Glitch’s fingers stilled on the keyboard, and he turned to look at me with tired eyes. “When’s the last time you slept? Or ate something that wasn’t liquid?”
“I’m fine.” I wasn’t fine. I hadn’t been fine since I’d seen that security footage of Indira driving away. Since I’d realized she’d left me. My pillow no longer smelled like her jasmine shampoo. Now it just smelled like me—whiskey and desperation.
“You’re not fine. You look like shit, you smell like a distillery, and you’ve been wearing the same clothes for two days.”
I looked down at my jeans and shirt. He was probably right, but I didn’t give a fuck about my appearance right now. “Just run the cards again.”
Glitch sighed but turned back to his computer. “She’s good at staying hidden, I’ll give her that. Hit multiple ATMs around town—looks like she cleaned out her checking and savings accounts, plus took cash advances on her credit cards. Probably walked away with close to three grand in cash. Used cash for everything after that gas station in Boise. Hasn’t posted on social media. Haven’t seen her car on any traffic cameras since she left the interstate.”
Boise. That had been our only lead—a single credit card transaction at a gas station on I-84 East. But that had been nine days ago, and the trail had gone cold after that.

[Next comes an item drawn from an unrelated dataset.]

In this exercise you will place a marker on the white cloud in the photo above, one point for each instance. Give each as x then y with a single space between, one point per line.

I’d been so sure she was heading to California. Her parents lived there, and her sister Priya was in San Diego. It made sense—she’d run home to family. I’d even sent a couple of prospects down to watch both places, but there’d been no sign of her. Her parents hadn’t seen her. Priya claimed she didn’t know where Indira was, though I wasn’t sure I believed that bitch. She’d never liked me—thought I was too rough around the edges, not good enough for her precious little sister. I’d heard her on calls with Indira, trying to convince her to leave me, telling her she could do better.
But maybe I shouldn’t have been surprised Indira hadn’t gone running home. My woman didn’t like failure. She wasn’t the type to go crawling back to her family with her tail between her legs, admitting she’d been wrong about me. She was too proud for that. Too fucking strong. A queen who didn’t bow to anyone. My hands flexed at my sides, remembering the silk of her hair, the warmth of her skin.
“She could be anywhere by now,” Glitch continued. “Could’ve kept going east instead of turning south. Tennessee, Kentucky, Georgia. Hell, she could be in fucking Florida for all we know.”